La branche financière de l’UNI Global Union a par ailleurs comptabilisé les données de 23 des 50 banques les plus importantes du monde avec lesquelles elle oeuvre. Résultat : en considérant les embauches et les pertes d’emplois, près de 100 000 des trois millions d’emplois de ces banques ont été perdus.

Ça se poursuivra

Les mises à pied devraient se poursuivre en 2014. Dans une étude publiée en décembre, la Deutsche Bank prévoit que le nombre d’emplois financiers au sein des dix institutions les plus importantes devrait chuter de 3 000 au cours de l’année. Si on ajoute à ce chiffre les pertes d’emplois dans les petites firmes et parmi le personnel administratif, celles-ci devraient atteindre 20 000.

L’Europe devrait être une fois de plus cette année la région la plus durement touchée.

Le rédacteur en chef du site eFinancialCareers, Paul Clarke, rappelle que les divisions des titres à revenu fixe des banques européennes ont subi des pertes plus importantes que celles des banques américaines au cours des dernières années. Cela les pousse à se réajuster.

Il cite l’exemple du marché des titres à revenu fixe, devises et matières premières (connu sous l’acronyme FICC, en anglais), dans lequel de grands noms américains comme Citigroup et JP Morgan «ont enregistré des gains depuis 2006». Ce qui n’a pas été le cas des institutions européennes et des banques d’investissement traditionnelles, ajoute-t-il.

Paul Clarke poursuit sa réflexion : «Qu’est-ce que cela signifie ? Dans un univers où les institutions doivent se concentrer sur leurs forces, les Société Générale et UBS de ce monde, qui performent mieux dans le marché des actions, pourraient bien se retirer du marché des FICC.»

Pour sa part, The Economist juge que ces réductions «découlent du fait qu’après des décennies de croissance des revenus – quoique ponctuées de brèves baisses -, le secteur bancaire est confronté à une décroissance structurelle.»

La publication britannique rappelle que paradoxalement, «la majorité des grandes institutions bancaires ont relancé l’embauche à la suite de la crise financière, espérant mettre la main sur des parts de marché, alors que certains de leurs concurrents faisaient des compressions».

Qui plus est, les revenus des banques d’investissement ont chuté de 5 % en 2013, atteignant un niveau 25 % plus bas que leur sommet de 2009. Dans une étude récente, McKinsey constatait que «malgré les signes de progrès accompli pour renouer avec la profitabilité, l’industrie bancaire mondiale continuait de lutter.»

La firme de consultation américaine soulignait notamment que le revenu des 13 banques d’investissement les plus importantes avait chuté de 10 % depuis 2009.

Pression sur les employés

Chose certaine, ces ajustements structurels, qui se traduisent par des pertes d’emplois, exercent une pression sur les employés.
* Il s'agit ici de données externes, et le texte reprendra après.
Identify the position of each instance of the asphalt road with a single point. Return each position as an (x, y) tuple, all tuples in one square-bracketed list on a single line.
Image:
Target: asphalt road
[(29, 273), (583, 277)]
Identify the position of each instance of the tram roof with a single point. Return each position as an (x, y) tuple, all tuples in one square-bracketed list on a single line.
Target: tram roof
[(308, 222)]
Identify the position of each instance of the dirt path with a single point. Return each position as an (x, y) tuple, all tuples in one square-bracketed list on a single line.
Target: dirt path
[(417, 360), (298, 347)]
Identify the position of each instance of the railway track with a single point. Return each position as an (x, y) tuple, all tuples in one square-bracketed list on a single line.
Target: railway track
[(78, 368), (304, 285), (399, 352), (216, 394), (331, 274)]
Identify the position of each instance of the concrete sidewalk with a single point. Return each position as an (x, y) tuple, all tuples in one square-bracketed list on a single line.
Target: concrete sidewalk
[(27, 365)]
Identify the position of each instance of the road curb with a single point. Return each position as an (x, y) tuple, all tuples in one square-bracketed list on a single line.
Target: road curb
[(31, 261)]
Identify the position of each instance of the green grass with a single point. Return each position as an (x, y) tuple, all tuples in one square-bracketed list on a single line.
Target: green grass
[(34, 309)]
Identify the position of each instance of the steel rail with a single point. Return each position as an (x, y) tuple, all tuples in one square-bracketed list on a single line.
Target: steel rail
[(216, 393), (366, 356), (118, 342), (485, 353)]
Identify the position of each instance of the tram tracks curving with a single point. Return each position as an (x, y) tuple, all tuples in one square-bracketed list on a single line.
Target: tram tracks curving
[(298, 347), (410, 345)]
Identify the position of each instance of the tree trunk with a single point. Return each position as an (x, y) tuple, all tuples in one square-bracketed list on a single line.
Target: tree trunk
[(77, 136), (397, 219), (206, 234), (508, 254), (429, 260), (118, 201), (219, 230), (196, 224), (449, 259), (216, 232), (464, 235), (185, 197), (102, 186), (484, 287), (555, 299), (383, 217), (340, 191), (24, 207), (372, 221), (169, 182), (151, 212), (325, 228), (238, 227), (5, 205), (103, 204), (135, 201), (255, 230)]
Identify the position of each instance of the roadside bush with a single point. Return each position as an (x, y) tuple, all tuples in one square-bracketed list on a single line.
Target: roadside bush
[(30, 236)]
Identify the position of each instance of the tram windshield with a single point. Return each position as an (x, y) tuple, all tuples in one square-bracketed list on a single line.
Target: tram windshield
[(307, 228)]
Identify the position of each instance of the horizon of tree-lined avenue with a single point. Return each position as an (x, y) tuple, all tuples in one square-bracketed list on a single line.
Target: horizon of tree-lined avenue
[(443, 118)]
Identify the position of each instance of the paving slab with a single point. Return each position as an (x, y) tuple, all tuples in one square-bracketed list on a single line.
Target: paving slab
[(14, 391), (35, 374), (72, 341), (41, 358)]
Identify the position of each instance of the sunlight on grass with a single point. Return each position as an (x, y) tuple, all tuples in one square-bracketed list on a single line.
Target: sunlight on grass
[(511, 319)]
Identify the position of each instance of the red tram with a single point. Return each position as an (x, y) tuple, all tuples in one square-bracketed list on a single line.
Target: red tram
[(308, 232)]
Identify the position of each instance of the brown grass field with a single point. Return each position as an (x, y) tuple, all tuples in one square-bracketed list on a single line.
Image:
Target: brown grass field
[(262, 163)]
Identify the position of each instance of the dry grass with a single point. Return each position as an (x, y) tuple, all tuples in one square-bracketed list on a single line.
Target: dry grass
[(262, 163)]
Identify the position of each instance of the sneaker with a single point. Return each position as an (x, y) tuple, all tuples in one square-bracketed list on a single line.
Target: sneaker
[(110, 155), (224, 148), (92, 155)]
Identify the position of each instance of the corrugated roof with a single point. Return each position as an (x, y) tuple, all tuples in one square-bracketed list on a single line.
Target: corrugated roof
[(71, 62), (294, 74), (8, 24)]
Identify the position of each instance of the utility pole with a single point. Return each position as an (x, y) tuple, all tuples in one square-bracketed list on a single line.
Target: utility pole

Certains spécialistes parlent maintenant de «climat de peur».

Andrew Gilliland, professeur de comptabilité et de finance à la Leeds Trinity University, au Royaume-Uni, confiait ceci au Yorkshire Post : «Les professionnels qui offrent des services financiers sont devant un important dilemme. Face à leurs clients, ils doivent parfois choisir entre l’intérêt de ceux-ci et leurs objectifs de ventes.»

Shalini Vohra, du Département de gestion de la Sheffield Hallam University, au Royaume-Uni, a constaté un renforcement de la pression qui provoque une hausse de la détresse psychologique parmi les employés de ce secteur. «Les employés doivent pouvoir en parler, dit-elle. Il est important que les directions favorisent une approche humaine» dans toutes ces restructurations.

Et au Canada ?

Au cours du dernier trimestre, plusieurs grandes banques canadiennes ont revu leurs effectifs à la baisse dans certains secteurs d’activité.

Au cours de l’exercice 2013, l’effectif en équivalent temps plein (ETP) de la Banque Laurentienne a été réduit de 214 postes, soit 5 % du nombre total d’employés, qui est actuellement de 3 987.

Elle n’est pas la seule dans cette situation. BMO Banque de Montréal a supprimé l’équivalent de 1 000 emplois au cours du quatrième trimestre de 2013, rapportait La Presse Canadienne à la suite de la conférence téléphonique donnée par le chef de l’exploitation Frank Techar, au début de décembre.

Pour sa part, la Banque Nationale comptait 229 employés de moins à la fin de l’exercice 2013 qu’à la fin de l’année précédente, pour un total de 19 691. Toutefois, l’effectif en ETP avait progressé de 0,2 %, pour atteindre 16 675 employés.

Cela dit, la situation au Canada est loin d’être aussi critique qu’en Europe. Au contraire, un rapide coup d’oeil aux effectifs des six grandes banques canadiennes permet de constater que certaines d’entre elles ont augmenté leurs effectifs depuis la crise.